Si, à chaque instant, dans chaque rencontre, devant chaque visage, si à chaque battement de notre cœur nous avons ce souci de la naissance de Dieu dans l’humanité d’aujourd’hui, est-ce que notre vie ne deviendra pas une prodigieuse aventure ? Qu’est-ce qui peut donner une intensité plus passionnante à notre existence que cette prise de conscience de la vie divine confiée à notre amour ?

Ah ! si nous pouvions, le temps qui nous reste à vivre, garder au cœur et à l’esprit cette vision du Christ agonisant qui nous appelle, du fond du Jardin de l’Agonie, qui nous demande de passer une heure avec lui; si nous pouvions être certains que le Dieu crucifié n’est crucifié que par tous les refus d’amour et que seul l’amour peut guérir ses blessures, à chaque instant nous aurions ce souci de nous surmonter, de dépasser nos limites, d’émerger de nos ténèbres et d’apporter, sans rien dire, dans la vérité de notre amitié humaine la Révélation de l’amitié divine.

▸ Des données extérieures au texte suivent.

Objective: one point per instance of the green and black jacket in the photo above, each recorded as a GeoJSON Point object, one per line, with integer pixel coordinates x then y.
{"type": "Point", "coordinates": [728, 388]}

Voilà ce que nous apprend le second jardin en nous révélant le vrai visage de Dieu, en nous révélant nous-même à nous-même et en nous appelant à cette immense aventure de sauver Dieu de nous-même, d’en révéler en nous toute l’immensité, toute la beauté, toute la jeunesse et toute la joie ! Car, finalement, si le Christ est crucifié, ce n’est pas pour enténébrer la vie éternelle, c’est pour susciter l’amour qui réalisera enfin la vocation de l’univers qui est une vocation de joie puisque, avant même d’entrer dans le Jardin de l’Agonie, Jésus nous dit cette parole qui est le testament que nous avons à réaliser en prenant sur nous la Croix pour l’épargner aux autres : « Je vous ai dit ces choses pour que ma joie soit en vous et que votre joie soit parfaite » (Jn 15, 11).

Beyrouth, 1972.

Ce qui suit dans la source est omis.